During Covid, “we really learned…how to make sure that we get better at that,” she said.
“It [equity of care] is something that is at the top of our mind when we treat HIV. But Covid highlighted other aspects. Access to chronic treatment was a struggle for some people; we need to understand who are these people, and why it was a struggle for some people and not for others.”
Prof Boffito said she is conducting interviews with focus groups comprising people from minority communities, who are living with HIV, to ascertain their treatment experiences during the pandemic. She said that what healthcare workers and HIV clinic workers believe is the best form of access
for patients “is not true for all cultures in all social situations”.
“We are involving people living with HIV belonging to different populations, asking them what they want, what they need, and how to ensure that [isolation and lack of access] doesn’t happen,” she said.
“One group will want an app, one group will want an email, one group will want a phone call, [it is] as simple as that. But if we don’t ask them, we don’t know.”

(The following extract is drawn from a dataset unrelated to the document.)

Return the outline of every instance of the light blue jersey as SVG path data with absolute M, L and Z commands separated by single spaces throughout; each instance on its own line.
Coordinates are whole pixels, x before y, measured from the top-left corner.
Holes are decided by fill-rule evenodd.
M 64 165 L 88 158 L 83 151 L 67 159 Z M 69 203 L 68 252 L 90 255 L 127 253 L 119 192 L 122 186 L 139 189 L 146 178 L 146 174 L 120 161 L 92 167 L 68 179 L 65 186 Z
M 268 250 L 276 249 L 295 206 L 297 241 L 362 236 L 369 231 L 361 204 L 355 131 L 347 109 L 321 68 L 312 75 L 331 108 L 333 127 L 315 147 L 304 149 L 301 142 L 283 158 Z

In 2009, Prof Boffito also began a HIV clinic for people aged above 50 to manage comorbidities and prevent potential complications and frailty in older patients. The clinic conducts research and provides “individualised, patient-focused care, because it’s the most complex cases that need more time and thinking”, the Professor added.
Prof Boffito said operations may be disrupted due to the recent outbreak of monkeypox.
As of late June, there were 39 confirmed and notified cases of monkeypox infection in Ireland and over 1,200 in the UK.
Following Covid, it is another infection that has put those who are immunocompromised at risk.
For clinics to deal effectively with this latest outbreak, Prof Boffito said it goes “back to resilience”.
“We’re learning at the moment,” she said. “We are very busy and have to reorganise our clinic sexual healthcare delivery, make sure that our immunocompromised people are informed and looked after.”
However, Prof Boffito said that this outbreak is “nothing as bad as Covid”.
“To be honest with you, it’s almost like we crossed the line and there is nothing that should stop us to provide the best care we can for our patients,” she said. “But we need to implement injectables [ for HIV treatment]. I don’t think that we should use anything as an excuse. We are managing the outbreak and starting to prescribe injectables at the same time.”